– Ах, это так себе. Ничего, довольно мил. Мы познакомились дорогой. Он знает тетиных родных. Занимательный.
– И что же он? Интересуется?
– Чем? – улыбаясь спросила Людмила. – Наукой – весьма, литературой – посредственно, музыкой совсем не интересуется, а мной – не знаю.
– Следовательно, не знаток поэзии, например, не любит новейших писателей?
– Да вы сами лучше спросите его, – прервала Людмила. – Бог с ним пока. Поговорим лучше о вас. Работаете? Счастливы работой?
– О, да. Я счастлив. Я знаю, что я должен делать.

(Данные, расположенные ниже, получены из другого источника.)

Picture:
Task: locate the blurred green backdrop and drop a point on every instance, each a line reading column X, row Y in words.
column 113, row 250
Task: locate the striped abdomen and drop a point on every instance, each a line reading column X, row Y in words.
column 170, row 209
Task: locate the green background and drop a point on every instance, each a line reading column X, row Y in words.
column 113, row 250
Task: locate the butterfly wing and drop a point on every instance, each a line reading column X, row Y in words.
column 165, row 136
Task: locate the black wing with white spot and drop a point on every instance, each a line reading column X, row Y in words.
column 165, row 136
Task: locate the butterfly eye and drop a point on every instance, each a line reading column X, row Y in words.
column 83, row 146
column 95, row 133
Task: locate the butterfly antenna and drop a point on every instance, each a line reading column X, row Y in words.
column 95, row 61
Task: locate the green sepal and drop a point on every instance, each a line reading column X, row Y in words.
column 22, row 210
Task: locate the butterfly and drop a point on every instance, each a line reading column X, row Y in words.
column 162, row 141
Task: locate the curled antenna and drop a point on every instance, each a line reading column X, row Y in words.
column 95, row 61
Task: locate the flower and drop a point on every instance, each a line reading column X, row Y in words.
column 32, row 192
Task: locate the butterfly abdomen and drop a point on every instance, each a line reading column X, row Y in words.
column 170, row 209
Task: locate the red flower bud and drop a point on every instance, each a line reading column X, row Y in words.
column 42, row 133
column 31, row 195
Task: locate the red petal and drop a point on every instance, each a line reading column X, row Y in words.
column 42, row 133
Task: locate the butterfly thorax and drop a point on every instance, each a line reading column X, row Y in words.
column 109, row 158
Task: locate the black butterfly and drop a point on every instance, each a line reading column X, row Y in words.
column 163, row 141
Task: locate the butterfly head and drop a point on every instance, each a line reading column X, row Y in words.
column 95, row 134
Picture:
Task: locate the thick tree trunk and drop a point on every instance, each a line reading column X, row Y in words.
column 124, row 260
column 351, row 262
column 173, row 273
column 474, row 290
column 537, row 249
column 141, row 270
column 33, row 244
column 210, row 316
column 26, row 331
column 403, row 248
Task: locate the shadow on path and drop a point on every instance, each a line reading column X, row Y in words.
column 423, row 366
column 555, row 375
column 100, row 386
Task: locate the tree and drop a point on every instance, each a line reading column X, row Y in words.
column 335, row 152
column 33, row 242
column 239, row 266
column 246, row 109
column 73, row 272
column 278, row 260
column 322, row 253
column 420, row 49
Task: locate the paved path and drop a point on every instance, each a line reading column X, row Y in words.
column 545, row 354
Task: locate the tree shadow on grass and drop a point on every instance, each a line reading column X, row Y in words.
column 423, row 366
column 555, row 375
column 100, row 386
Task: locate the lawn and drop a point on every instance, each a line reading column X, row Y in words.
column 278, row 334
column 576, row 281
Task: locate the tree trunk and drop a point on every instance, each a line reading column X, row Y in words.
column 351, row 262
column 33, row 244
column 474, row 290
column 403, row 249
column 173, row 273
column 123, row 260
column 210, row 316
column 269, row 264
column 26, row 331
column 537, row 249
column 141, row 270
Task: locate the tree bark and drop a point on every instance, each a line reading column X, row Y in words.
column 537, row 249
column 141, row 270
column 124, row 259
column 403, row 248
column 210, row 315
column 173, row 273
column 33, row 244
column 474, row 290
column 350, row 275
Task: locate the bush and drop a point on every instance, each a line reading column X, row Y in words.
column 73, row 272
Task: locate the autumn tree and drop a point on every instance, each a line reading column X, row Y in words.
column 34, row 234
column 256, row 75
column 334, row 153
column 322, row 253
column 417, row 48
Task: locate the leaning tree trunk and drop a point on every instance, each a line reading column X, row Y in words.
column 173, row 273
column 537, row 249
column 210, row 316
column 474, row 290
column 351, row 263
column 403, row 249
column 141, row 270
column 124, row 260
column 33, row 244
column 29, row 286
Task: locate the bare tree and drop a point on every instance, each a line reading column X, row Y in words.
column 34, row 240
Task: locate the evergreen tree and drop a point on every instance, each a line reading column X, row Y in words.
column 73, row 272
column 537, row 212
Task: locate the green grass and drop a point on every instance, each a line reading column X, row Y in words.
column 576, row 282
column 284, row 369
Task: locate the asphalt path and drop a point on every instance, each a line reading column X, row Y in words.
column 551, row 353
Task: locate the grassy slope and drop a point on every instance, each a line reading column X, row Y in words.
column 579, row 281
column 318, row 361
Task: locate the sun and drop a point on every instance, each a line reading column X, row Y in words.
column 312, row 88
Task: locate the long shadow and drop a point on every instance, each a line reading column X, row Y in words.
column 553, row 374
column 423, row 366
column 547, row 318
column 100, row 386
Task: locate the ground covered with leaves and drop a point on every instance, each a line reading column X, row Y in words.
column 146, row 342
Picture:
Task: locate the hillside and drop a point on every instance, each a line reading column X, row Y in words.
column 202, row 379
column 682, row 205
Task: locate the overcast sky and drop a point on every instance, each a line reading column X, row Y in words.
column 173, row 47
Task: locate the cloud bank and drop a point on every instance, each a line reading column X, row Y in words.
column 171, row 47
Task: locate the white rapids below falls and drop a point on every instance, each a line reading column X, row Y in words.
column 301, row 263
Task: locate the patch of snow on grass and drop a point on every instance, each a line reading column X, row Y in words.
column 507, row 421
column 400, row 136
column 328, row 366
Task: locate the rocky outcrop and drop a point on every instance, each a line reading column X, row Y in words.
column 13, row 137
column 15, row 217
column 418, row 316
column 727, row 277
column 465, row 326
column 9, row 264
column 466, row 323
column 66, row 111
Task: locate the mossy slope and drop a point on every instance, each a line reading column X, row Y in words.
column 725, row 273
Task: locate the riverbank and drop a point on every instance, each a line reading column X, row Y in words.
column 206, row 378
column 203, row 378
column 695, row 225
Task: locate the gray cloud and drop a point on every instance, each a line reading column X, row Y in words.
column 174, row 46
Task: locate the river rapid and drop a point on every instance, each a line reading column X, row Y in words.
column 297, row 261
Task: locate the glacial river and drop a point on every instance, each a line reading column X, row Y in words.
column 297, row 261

И делаю то, что должен.
Между ними завязался странный, легкий, полуоткровенный, полушутливый разговор. Антон Антонович сыпал намеками, но выговаривал слова твердо и ясно. Людмила смотрела на него своими прозрачными глазами и улыбалась. Антону Антоновичу становилось еще веселее.
У Людмилы был голос незвучный и неполный, и слова она выговаривала, точно скользя мимо, небрежно и мягко.
Ламме нарвал каких-то длинных лиловых и желтых цветов и молча, с прежним убитым видом, поднес их Людмиле. Людмила взяла и опять так ласково улыбнулась, что Ламме просиял и кинулся собирать новые цветы.
IV
– Непонятно, что в ней находят, – говорили барышни, когда на балу или в парке мимо проходила Людмила в сопровождении Антона Антоновича, Ламме и студентов. – Она держать себя не умеет. И лицо самое вульгарное, глаза дикие… Неизящная кокетка…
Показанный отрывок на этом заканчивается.